Their vast parking lots are now yawningly empty. The inside of Office Depot feels like a morgue and is possibly even emptier than the nearby Staples. Sections of the Forty West shopping center have been leveled, others have become a St Agnes outpatient facility. Long gone is the Franks Garden Center and the demise of the remaining Pets Mart is probably just a matter of time. The ailing Security Square Mall is no longer the only giant problem, so is the much newer shopping satellite across Security Boulevard, a 50,000sf Best Buy that is now sitting fallow.
Hhgregg Catonsville: Its lights will be turned off shortly (Photo: Philipen)
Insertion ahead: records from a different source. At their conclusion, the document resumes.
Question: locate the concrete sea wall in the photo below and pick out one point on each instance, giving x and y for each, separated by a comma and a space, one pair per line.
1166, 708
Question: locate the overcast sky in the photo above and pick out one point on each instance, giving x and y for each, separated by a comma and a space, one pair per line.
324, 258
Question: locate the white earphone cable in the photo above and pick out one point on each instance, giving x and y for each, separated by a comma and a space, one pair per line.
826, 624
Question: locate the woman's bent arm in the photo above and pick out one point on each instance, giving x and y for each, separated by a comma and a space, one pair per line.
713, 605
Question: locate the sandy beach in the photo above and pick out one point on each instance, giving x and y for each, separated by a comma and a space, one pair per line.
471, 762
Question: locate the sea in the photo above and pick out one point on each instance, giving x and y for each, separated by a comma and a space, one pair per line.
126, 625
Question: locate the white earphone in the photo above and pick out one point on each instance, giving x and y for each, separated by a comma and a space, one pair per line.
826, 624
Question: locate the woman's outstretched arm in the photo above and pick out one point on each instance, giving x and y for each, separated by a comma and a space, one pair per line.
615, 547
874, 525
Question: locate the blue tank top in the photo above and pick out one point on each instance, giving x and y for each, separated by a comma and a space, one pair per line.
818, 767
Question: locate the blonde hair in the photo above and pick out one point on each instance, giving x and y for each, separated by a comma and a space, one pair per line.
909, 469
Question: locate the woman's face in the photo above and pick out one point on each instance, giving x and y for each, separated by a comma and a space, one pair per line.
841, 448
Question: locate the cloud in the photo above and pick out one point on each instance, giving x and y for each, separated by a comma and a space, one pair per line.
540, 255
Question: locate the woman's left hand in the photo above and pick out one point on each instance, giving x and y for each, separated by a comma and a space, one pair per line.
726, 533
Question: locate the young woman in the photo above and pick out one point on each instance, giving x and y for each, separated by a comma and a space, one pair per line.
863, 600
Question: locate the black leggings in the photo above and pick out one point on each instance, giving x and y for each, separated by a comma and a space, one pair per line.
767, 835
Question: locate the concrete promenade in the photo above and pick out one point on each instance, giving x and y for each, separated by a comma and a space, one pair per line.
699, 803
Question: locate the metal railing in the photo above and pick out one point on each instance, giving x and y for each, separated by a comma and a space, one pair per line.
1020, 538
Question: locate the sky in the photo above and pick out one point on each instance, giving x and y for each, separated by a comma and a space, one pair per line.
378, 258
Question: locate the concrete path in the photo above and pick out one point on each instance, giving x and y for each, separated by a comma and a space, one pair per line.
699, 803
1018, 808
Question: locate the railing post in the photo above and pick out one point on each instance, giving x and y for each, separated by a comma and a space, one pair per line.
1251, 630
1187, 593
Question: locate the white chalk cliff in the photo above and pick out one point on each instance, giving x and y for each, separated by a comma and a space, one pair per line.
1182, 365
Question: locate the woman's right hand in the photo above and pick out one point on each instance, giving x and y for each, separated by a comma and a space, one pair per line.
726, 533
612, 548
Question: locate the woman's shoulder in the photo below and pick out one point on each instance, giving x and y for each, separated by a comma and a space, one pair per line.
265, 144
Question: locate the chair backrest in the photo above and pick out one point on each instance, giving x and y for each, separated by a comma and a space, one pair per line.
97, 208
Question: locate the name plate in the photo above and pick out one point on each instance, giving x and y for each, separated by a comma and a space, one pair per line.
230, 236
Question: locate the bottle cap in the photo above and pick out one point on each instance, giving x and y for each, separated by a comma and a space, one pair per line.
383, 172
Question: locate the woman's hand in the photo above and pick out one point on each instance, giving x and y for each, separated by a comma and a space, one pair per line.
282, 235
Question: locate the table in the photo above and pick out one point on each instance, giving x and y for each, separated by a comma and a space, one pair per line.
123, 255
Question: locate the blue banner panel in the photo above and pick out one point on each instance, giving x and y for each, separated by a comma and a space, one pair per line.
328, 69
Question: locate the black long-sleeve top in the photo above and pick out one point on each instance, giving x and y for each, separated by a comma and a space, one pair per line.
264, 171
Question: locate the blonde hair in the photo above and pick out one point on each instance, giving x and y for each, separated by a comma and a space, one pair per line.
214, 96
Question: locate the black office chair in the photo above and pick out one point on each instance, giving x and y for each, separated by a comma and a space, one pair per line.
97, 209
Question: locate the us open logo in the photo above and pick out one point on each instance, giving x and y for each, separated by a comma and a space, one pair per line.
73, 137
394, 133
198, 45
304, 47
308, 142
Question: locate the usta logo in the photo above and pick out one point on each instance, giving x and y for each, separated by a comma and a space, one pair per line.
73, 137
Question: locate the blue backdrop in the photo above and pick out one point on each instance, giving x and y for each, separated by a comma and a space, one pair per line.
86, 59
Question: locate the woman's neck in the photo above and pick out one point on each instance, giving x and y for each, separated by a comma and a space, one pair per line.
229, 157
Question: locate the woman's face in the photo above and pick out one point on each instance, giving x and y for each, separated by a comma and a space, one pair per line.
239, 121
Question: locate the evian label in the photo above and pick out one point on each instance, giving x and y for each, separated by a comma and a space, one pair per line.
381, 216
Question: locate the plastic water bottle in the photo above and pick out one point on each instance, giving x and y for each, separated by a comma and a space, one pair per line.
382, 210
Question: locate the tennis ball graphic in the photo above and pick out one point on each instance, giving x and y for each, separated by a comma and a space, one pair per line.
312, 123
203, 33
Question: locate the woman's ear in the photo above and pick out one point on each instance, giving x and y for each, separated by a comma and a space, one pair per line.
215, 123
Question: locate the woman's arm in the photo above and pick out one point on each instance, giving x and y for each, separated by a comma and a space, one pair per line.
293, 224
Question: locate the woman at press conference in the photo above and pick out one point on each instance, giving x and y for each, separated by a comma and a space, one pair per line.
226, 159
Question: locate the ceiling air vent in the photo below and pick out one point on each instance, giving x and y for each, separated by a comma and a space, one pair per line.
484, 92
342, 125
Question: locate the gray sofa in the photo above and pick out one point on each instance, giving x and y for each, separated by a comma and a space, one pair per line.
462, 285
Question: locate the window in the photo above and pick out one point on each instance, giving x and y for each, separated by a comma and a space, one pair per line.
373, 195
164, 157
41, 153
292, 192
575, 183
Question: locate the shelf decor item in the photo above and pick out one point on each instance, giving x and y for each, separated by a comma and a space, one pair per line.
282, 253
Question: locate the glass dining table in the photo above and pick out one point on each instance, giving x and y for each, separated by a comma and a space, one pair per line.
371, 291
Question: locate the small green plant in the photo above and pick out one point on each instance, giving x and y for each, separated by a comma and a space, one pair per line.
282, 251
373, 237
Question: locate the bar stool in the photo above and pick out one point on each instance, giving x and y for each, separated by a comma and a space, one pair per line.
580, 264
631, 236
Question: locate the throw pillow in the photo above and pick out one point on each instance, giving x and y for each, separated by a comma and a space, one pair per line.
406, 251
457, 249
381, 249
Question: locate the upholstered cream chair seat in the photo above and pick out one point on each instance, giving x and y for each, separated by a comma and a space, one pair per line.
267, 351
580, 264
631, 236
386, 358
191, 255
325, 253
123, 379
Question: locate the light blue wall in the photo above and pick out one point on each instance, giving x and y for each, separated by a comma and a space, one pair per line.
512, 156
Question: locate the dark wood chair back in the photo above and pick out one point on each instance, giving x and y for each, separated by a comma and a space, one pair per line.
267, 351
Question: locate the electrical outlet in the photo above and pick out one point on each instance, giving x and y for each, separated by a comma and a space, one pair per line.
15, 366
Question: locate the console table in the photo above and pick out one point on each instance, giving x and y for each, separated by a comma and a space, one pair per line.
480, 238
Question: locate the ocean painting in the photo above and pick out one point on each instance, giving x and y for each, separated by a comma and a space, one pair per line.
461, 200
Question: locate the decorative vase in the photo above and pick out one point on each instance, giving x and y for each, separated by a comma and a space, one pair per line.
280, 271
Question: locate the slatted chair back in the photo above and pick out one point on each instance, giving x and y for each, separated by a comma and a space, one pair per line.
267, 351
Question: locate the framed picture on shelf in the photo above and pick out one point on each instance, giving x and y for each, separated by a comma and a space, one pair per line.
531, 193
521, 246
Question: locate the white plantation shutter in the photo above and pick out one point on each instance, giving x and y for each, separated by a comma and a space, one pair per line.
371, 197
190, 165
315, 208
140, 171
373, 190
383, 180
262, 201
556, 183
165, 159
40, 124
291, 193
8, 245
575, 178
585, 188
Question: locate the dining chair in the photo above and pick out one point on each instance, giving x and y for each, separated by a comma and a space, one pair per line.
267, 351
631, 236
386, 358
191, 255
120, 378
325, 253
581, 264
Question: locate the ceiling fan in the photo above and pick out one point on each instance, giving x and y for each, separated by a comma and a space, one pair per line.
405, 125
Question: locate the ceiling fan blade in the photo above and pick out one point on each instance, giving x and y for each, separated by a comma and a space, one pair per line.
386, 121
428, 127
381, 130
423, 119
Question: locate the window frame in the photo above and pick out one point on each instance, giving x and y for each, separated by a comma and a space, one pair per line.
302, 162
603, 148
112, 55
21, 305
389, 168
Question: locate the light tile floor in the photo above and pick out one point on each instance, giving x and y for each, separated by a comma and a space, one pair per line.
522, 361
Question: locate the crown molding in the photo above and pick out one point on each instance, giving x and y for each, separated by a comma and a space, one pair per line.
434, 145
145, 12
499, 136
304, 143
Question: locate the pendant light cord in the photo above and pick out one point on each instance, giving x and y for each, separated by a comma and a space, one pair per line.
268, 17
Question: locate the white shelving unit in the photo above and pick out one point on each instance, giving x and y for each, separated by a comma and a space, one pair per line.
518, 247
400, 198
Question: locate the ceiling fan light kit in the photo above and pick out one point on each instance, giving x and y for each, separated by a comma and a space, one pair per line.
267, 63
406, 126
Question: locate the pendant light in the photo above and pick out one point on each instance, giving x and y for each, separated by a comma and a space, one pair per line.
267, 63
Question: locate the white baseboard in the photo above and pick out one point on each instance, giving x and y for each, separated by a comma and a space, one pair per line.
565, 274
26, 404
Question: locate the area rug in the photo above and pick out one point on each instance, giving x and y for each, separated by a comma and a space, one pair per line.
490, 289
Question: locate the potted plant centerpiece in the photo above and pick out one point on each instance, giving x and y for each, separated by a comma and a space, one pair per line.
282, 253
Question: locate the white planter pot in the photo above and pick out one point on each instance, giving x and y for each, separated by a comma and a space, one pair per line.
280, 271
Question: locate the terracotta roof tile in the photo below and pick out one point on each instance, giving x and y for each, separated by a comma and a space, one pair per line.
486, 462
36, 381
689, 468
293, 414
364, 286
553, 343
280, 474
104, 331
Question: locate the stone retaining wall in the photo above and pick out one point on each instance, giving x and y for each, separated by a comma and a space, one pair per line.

The Edmondson Drive-in movie became a  a Home Depot 25 years ago. Thanks to strong strength in the construction trade it is still going strong. But a nearby equally large Lowe's is overlooking what was once Westview Mall and is stumbling from one make-over to the next without ever really coming off as anything worth the vast space it occupies.Pushing Latinos who are assembling in the Home Depot parking lots looking for gigs  out the country won't help, whether it is through the federally promoted hostility or by ICE raids. Forbes describes the retail scene bleakly:
The recent closure of all 140 Sports Authority stores in the US is part of a trend showing no sign of letting up any time soon. Consumers continue to shop online like never before, as traffic dwindles in brick and mortar stores. (Seeking Alpha)
It has been a tough few weeks for retailers. Last week, Macy’s announced that it would close 63 stores and Sears said that 150 of its locations, including 108 Kmarts, will go dark. The stock prices of Macy’s and Kohl’s have plummeted, dragging those of Nordstrom and J.C. Penney along with them. (Forbes Jan 2017)
Montgomery Ward, K-Mart, Circuit City, Sports Authority, Toys R Us, and JoAnns Fabric are all just ghostly memories along the Baltimore National Pike.
Far more asphalt than shoppers: 40 West Center Catonsville
Thursday Hhgregg joint the line of corpses: it will be closing the area's last place where one could still touch an appliance or TV before ordering it online. Yes, precisely that is the retailer's problem. And yes, more or less stagnant incomes don't help. The BBJ about Hhgregg local demise:
Across the Baltimore area, the retailer will shutter 11 stores in Catonsville, Hanover, Bel Air, Towson, Annapolis and Glen Burnie.  A total of 1,500 jobs will be lost as part of the closures, company officials said Thursday afternoon. The closures are expected to begin Friday and be completed by mid-April (BBJ)
Developers who whine that Baltimore County will run out of space because of its urban rural demarcation line and dwindling space reserves inside the boundary should take a good hard look at the miles of more or less derelict commercial spaces: Plenty of opportunity for taking the geography of nowhere and turn it into real neighborhoods. American's are yearning for authenticity, service and quaintness. The old commercial corridors and their malls and big boxes are rapidly becoming dinosaurs condemned to extinction. Good riddance!

Klaus Philipsen, FAIA

BBJ about Hhgregg's demise of Baltimore area stores

2 comments:

  1. Well said. Luckily #notaBaltimoreproblem.

    ReplyDelete
  2. I hope to one day see Mondawmin Parking lots filled with mixed use apartments and hidden parking. Such TOD would be a huge plus for the area, and an opportunity to rebuild adjacent sections of Reisterstown and Gwynns Falls as complete streets.